Each of our classrooms displays CHEX in different ways, allowing children to see it visually and even add their own CHEX work for others to complete. Junior School pupils from Year Three to Six also have an individual CHEX Challenge Choices booklet to use at home. Packed full of exciting tasks to develop creativity and thinking skills at home, these books are igniting new interests and are uniquely Reddam.
In the Middle School at Reddam House Berkshire, teachers understand the importance of developing young people’s confidence, self-discipline and understanding of the learning process. One of the benefits of a through school is that we are able to recognise and build on what learners already know, avoiding unnecessary repetition and setting out appropriate objectives for all students. In the Middle School, a variety of teaching approaches are used to make learning an enjoyable and challenging experience, matching tasks to learners’ maturity and preferred learning styles.
To ensure that learning opportunities for Years 7-9 are maximised, every classroom has a CHEX board; an interactive display with a series of subject relevant extension tasks which are designed to be fun whilst also helping to develop higher-order thinking skills.

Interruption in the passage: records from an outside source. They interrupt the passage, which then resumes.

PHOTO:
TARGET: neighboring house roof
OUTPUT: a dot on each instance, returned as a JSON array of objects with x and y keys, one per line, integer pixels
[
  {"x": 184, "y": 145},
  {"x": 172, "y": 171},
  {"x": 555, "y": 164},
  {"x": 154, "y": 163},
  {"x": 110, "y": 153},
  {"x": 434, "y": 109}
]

These are extremely popular with the students and are a unique feature of Reddam House Berkshire.
In the Senior School at Reddam House Berkshire, we encourage a classroom culture of high expectations and aspirations, where hard work, curiosity and knowledge are viewed positively, and where all sorts of talents and abilities are valued. In addition, the use of peer and self-assessment to make young people partners in their learning, help them to assess their strengths and weaknesses, and inform subsequent progress.
Teachers are encouraged to present their curriculum as a series of problems to be solved rather than a body of knowledge to be absorbed; where independent thinking and open inquiry are stimulated. Furthermore, teaching and learning methods are created to foster independent thinking and open inquiry, so that learning becomes an enjoyable and challenging experience for all. In particular, students are encouraged and supported in asking their own questions and linking out of class experiences with day to day learning.